- Metz M. Barzolvolimab shows profound efficacy and favourable safety over 52 weeks in patients with chronic spontaneous urticaria. D1T01.2D, EADV Congress 2024, 25–28 September, Amsterdam, the Netherlands.
“CSU is a disease that still and urgently needs new treatment options,” Prof. Martin Metz (Charité University Hospital Berlin, Germany) stated1. At 12 weeks, the randomised-controlled phase 2 trial (NCT05368285), evaluating the humanised anti-KIT IgG1 monoclonal antibody barzolvolimab for the treatment of CSU, met its primary endpoint of mean change in UAS7 change from baseline. Currently, Prof. Metz presented the 52-week results after a further 36-week active treatment. For this extension, participants who previously receiving placebo or the 75 mg dose of barzolvolimab were re-randomised at week 16 to the other 2 regimens of either 150 mg every 4 weeks or 300 mg every 8 weeks.
“We are really looking at very severely affected patients,” Prof. Metz commented on the baseline characteristics. The mean age was between 42.2 and 47.2 years, 71–80% of the participants were women, 30.0–31.3% of the participants had a UAS7, and around 20% had previous experience with omalizumab.

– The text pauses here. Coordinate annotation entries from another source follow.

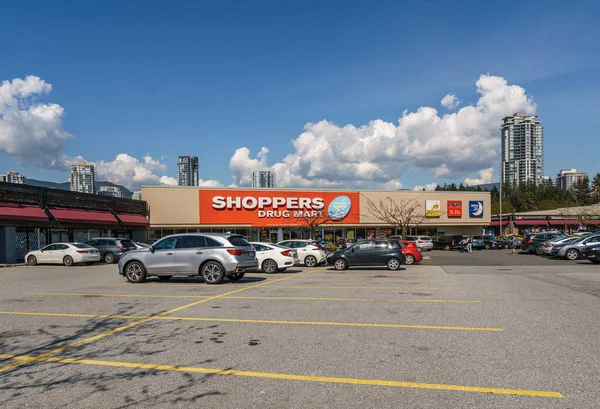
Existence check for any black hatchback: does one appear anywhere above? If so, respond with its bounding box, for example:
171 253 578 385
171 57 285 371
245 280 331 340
327 240 405 270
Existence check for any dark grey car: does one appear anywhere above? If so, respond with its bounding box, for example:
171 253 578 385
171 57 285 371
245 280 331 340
85 237 137 264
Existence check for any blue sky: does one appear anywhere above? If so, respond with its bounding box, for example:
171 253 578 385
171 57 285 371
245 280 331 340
0 1 600 188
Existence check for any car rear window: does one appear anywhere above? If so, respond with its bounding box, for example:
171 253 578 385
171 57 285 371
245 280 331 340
227 236 250 247
72 243 93 249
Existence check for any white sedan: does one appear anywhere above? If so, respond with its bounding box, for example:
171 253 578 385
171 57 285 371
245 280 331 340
250 242 299 274
25 243 100 267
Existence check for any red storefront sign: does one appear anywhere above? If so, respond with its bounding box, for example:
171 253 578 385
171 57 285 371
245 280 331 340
199 189 360 226
448 200 462 217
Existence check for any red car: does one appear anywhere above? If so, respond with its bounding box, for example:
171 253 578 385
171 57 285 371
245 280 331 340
398 240 423 265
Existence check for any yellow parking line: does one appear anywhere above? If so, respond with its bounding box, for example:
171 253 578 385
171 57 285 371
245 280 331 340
23 292 481 303
23 292 213 299
0 311 504 332
223 296 481 303
0 354 563 398
0 269 321 373
260 285 463 290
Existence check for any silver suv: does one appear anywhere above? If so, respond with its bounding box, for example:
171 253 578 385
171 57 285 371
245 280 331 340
118 233 258 284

The 12-week results showed a significant drop of over 20 points in UAS7 in the 150 mg and 300 mg groups compared with 10.47 points on placebo (P<0.0001 for both comparisons). At week 52, well-controlled disease with a UAS7 of ≤7 was achieved by 67.4–73.7% in the continuous verum groups. Complete disease control was found in 52.3–71.1%. “This is the best data for CSU that we have so far seen,” Prof. Metz highlighted.
“Most events that were seen were Grade 1 and most importantly mechanism-related,” Prof. Metz detailed with special regard to KIT-mediated safety events like hair colour changes (26%), skin hypopigmentation (13%), and neutropenia (17%) after 52 weeks. Treatment-related serious events happened in 1%.“Barzolvolimab has the potential to be an important new treatment option; phase 3 trials will give us more information on that,” he concluded.